FIG. 5. Nucleotide alignment from BLAST search result identifies human CAR as most homologous DNA sequence to pgCAR.
receptors were tested in a transient transfection assay against a panel of hormones and xenobiotics. Hormones and TCPOBOP were tested at 10 μM with the exception of CITCO at 1 μM. The effects of ligands are expressed as fold-change relative to vehicle (dimethylsulfoxide 1:2000) control for each receptor.
♦Indicates significant reporter gene fold change compared to DMSO A,B,C indicates if species response to ligands is significantly different, shared letters indicates not significantly different
FIG. 7. Dose response analysis of 0.01 uM/ml-10.0 uM/ml CITCO treatment on HepG2 cells transiently transformed by pgCAR and dual luciferase plasmids. Treatments>0.5 uM significantly activate pgCAR above the high basal levels in HepG2 cells.

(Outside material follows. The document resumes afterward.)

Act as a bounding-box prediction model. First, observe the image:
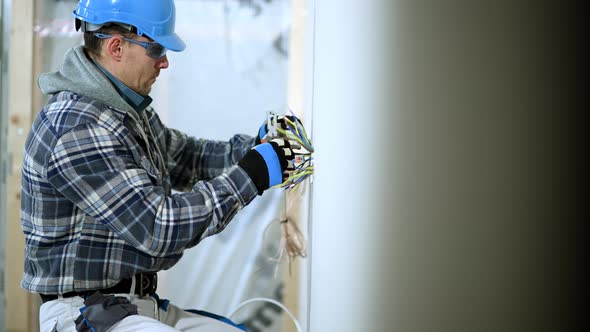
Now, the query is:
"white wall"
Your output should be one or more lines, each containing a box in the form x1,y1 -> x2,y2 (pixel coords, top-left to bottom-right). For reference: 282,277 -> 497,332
310,0 -> 587,332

FIG. 8. Full length pgCAR isoforms prior to digestion on a 1% agarose gel. B. RFLP NciI, NcoI double digest of full length pgCAR. The wild type splice variant 0 (SV0) produced a banding pattern of four fragments 353, 292, 265 and 148 bp in length, SV1-SV5 have altered migration or different number of fragments.

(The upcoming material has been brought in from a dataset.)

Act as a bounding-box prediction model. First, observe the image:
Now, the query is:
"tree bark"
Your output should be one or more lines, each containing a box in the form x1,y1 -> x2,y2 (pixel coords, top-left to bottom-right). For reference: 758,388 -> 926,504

FIG. 9. Nucleotide alignment of the five alternative spliced isoforms of pgCAR. Sample 3087-1 is the wild type active form, all other isoform cause frameshifts.
FIG. 10. Splice variants (SV) of pgCAR delete (del) or insert (ins) sequence at exon junctions. SV0 the active form expresses all exons. SV1-5 alters the protein reading frame causing a loss of AF2 domain which is essential for nuclear translocation and gene regulation.

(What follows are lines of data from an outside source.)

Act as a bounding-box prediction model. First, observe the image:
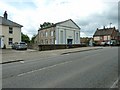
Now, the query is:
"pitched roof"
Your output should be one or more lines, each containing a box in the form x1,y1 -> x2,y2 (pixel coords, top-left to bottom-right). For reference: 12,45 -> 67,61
56,19 -> 80,29
38,19 -> 80,31
94,28 -> 116,36
0,16 -> 23,27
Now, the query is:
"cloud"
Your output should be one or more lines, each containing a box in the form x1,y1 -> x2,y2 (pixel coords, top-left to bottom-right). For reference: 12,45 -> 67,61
0,0 -> 118,37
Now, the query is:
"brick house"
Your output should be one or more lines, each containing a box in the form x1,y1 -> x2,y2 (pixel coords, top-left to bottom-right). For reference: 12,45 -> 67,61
93,26 -> 120,45
37,19 -> 80,45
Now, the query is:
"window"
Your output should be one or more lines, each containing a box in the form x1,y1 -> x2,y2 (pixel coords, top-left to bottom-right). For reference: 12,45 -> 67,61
76,33 -> 78,41
41,40 -> 43,44
50,39 -> 54,44
8,38 -> 13,45
60,31 -> 63,44
9,27 -> 13,34
50,31 -> 53,36
45,31 -> 48,37
45,39 -> 48,44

FIG. 11. Dose response analysis of CITCO ligand treatment in primary boar hepatocytes. Unlike HepG2 cells, primary hepatocytes have very low basal luciferase expression allowing for the detection of significant fold changes above no hormone control at lower doses.
FIG. 12. Dose response analysis of Phenytoin ligand treatment in primary boar hepatocytes.
FIG. 13. Dual luciferase assay of selected ligand in boar hepatocytes. Selected activators and repressors of pgCAR in HepG2 cells were tested in boar hepatocytes. As previously indicated, the extremely low basal reporter gene expression levels mask the inhibitory effects of 5β-DHT and 5α-DHT. Only reporter gene activations and not repressions are detectable in this cell model.
FIG. 14. Primers designed for all experiments are listed here
FIG. 15. Real time PCR primer efficiencies compared to B-actin housekeeping gene. Differences in primer efficiencies of>10% are not suitable for identifying expression differences between individual animals
FIG. 16. Boar hepatocytes treated with ligands for 8-10 hrs prior to RNA isolation and real time PCR analysis. B-actin was used as the housekeeping gene and DMSO (no hormone treatment) was used as the calibrator. For CYP2A6, CYP2E1, SULT1A1 and UGT2B the primer inefficiencies should not affect the resultant fold changes in this experiment since all hepatocyte treatments come from a single boar and analysis is compared to the no hormone DMSO control. This analysis should be valid since the calibrator is from the same pool of cells.
FIG. 17. Real time PCR gene expression from RNA extracted from the testis of High/Low androstenone boars. Results are expressed as a fold-change for each animal for 3β-HSD, SULT2A1, 3α-HSD, UGT2B, CYP2B6, and CAR. The lowest expressing animal for each gene is the calibrator.